As with much of Italy, Piedmont wines labels are often focused on place rather than grape varietal. This can be confusing for many consumers, but with some practice and more tasting, you will get the hang of it. This month's flight starts very outside the box with a sparkling rose of Nebbiolo out of Roero of all places. We then jump into a Timorasso from Vigneti Massa who is often credited for recently reviving the status of this grape. A light, mouthwatering Dolcetto then precedes the classic and elegant Barolo from Bruna Gimaldi. Join us as we show you around this fabulous region!

Piedmont Flight

Vigneti Massa 'Piccolo Derthona' Timorasso
Vigneti Massa 'Piccolo Derthona' Timorasso

Vigneti Massa 'Piccolo Derthona' Timorasso

Brovia Barolo 'Villero'
Brovia Barolo 'Villero'

Brovia Barolo 'Villero'


From the wine perspective, the simple elongated shape of Chile provides a fascinating range of microclimates for viticulture.
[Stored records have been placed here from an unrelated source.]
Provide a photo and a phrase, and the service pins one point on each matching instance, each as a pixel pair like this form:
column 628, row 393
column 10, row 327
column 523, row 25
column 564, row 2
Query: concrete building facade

Rarely more than 100 miles wide at any given point, the country runs 2,653 miles in length north to south, and is flanked by the Pacific ocean to the west and the Andes mountains to the east. At the very north of the country you will find dry desert-like conditions in the Atacama desert, while the very southern tip of the country rests a mere 400 miles from the chilly Antarctica. The icy currents from the south move up along the coast bringing cool, moist air and fog to further influence the climate for viticulture. 

While Chilean viticulture was first heavily influenced by the Spanish missionaries and Spanish grapes, the late 1800’s saw a major shift into French grape varietals after the Bordeaux classification of 1855. Grapes like Cabernet Sauvignon, Merlot, Carmenere (long thought to be Merlot) and Sauvignon Blanc became widely planted, as well as Pinot Noir and Chardonnay. Interestingly, due to the isolated nature of the country and strict quarantine laws, Chile has never been hit by the pest phylloxera that ravaged Europe and many other vineyards around the world in the late 1800's. On top of Bordeaux varietal plantings, new winery estates  were built and often took on the look of the large Chateau in Bordeaux.  Many of the top French Chateau also began investment in Chile over time. 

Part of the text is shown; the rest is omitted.